MathGroup Archive 2000

[Date Index] [Thread Index] [Author Index]

Search the Archive

Re: Re: how to rank a list of elements?

  • To: mathgroup at smc.vnet.net
  • Subject: [mg23255] Re: [mg23198] Re: how to rank a list of elements?
  • From: Hartmut Wolf <hwolf at debis.com>
  • Date: Sat, 29 Apr 2000 22:04:59 -0400 (EDT)
  • Organization: debis Systemhaus
  • References: <8djk08$7dc@smc.vnet.net> <8dnuge$hrl@smc.vnet.net> <200004240512.BAA15232@smc.vnet.net>
  • Sender: owner-wri-mathgroup at wolfram.com

My answer below:

Wen-Feng Hsiao schrieb:
> 
> On Thu, 20 Apr 2000 08:51:23 +0200
> Hartmut Wolf <hwolf at debis.com> wrote:
> 
> > Dear Wen-Feng,
> >
> > Since you didn't state your problem but only a solution, it's hard to
> > guess. (It would have been helpful to have stated the "real world
> > problem"; often the mapping of that to the mathematical model -- or
> > object model for programming -- is the most decisive step to a
> > solution.)
> >
> > Anyways, you have to answer yourself the question: why not have
> >
> >       {4, 2, 3, 1} or
> >       {3, 2, 3, 1} or even
> >       {{3, 4}, 2, {3, 4}, 1} or
> >       {{3, 4}, 2, see[1], 1}
> >
> > as a result?? (It also depends on what you intend to do with it.)
> My question is quite simple, just "to rank a list of elements (scores)".
> This is a common situation when the obtained scores are not reliable to
> be an interval scale, the usual procedure is to transform them into an
> ordinal scale before conducting statistical analyses.
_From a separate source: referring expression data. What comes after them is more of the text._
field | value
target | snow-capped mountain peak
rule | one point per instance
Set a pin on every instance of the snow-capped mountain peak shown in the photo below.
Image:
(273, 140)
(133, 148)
For example, in an
> IQ
> test, we obtain the following scores:
> {107, 110, 110, 120, 125, 125, 125, 136}
> , which can be ranked as
> 
> {1., 2.5, 2.5, 4., 6., 6., 6., 8.}, if we use 'mean' to deal with ties;
> or
> {1., 2., 2., 4., 5., 5., 5., 8.}, if we use 'min' to deal with ties;
> or
> {1., 3., 3., 4., 7., 7., 7., 8.}, if we use 'max' to deal with ties.
> 
> By intuition, same scores should have same ranks. However, your
> illustrations are, though sophisticated, not consistent with this
> intuition. Allan Hayes's code is more likely as what I want. From his
> code I know I can use 'Rule' to get what I want: (Please correct me if
> anything needs to be improved.)
> 
> << Statistics`
> (* ties = -1, low; ties = 0, mean; ties = 1, high *)
> ranking[datalst_List, ties_:0] := Module[{ratings, posset, substitutes},
>       methods = {Min, Mean, Max};
>       posset =
>         Position[Sort[datalst], #] & /@ Sort[datalst] /. {lst_} -> lst;
>       ratings = methods[[ties + 2]][#] & /@ posset // N;
>       substitutes = Apply[Rule, Transpose[{Sort[datalst], ratings}],
> {1}];
>       Print[substitutes];
>       Return[datalst /. substitutes];
>       ];
> 
> In[74]:=
> ranking[dataset]
> Out[74]=
> {1., 2.5, 2.5, 4., 6., 6., 6., 8.}
> 
> In[75]:=
> ranking[dataset, -1]
> Out[75]=
> {1., 2., 2., 4., 5., 5., 5., 8.}
> 
> In[76]:=
> ranking[dataset, 1]
> Out[76]=
> {1., 3., 3., 4., 7., 7., 7., 8.}
> 

Dear Wen-Feng,

let's step through your code:

In[1]:= << Statistics`DescriptiveStatistics`
In[2]:= score = { 110, 120, 110, 125, 125, 105, 136, 125};

I assume here you have 8 participants of your contest, so #5 scored 125.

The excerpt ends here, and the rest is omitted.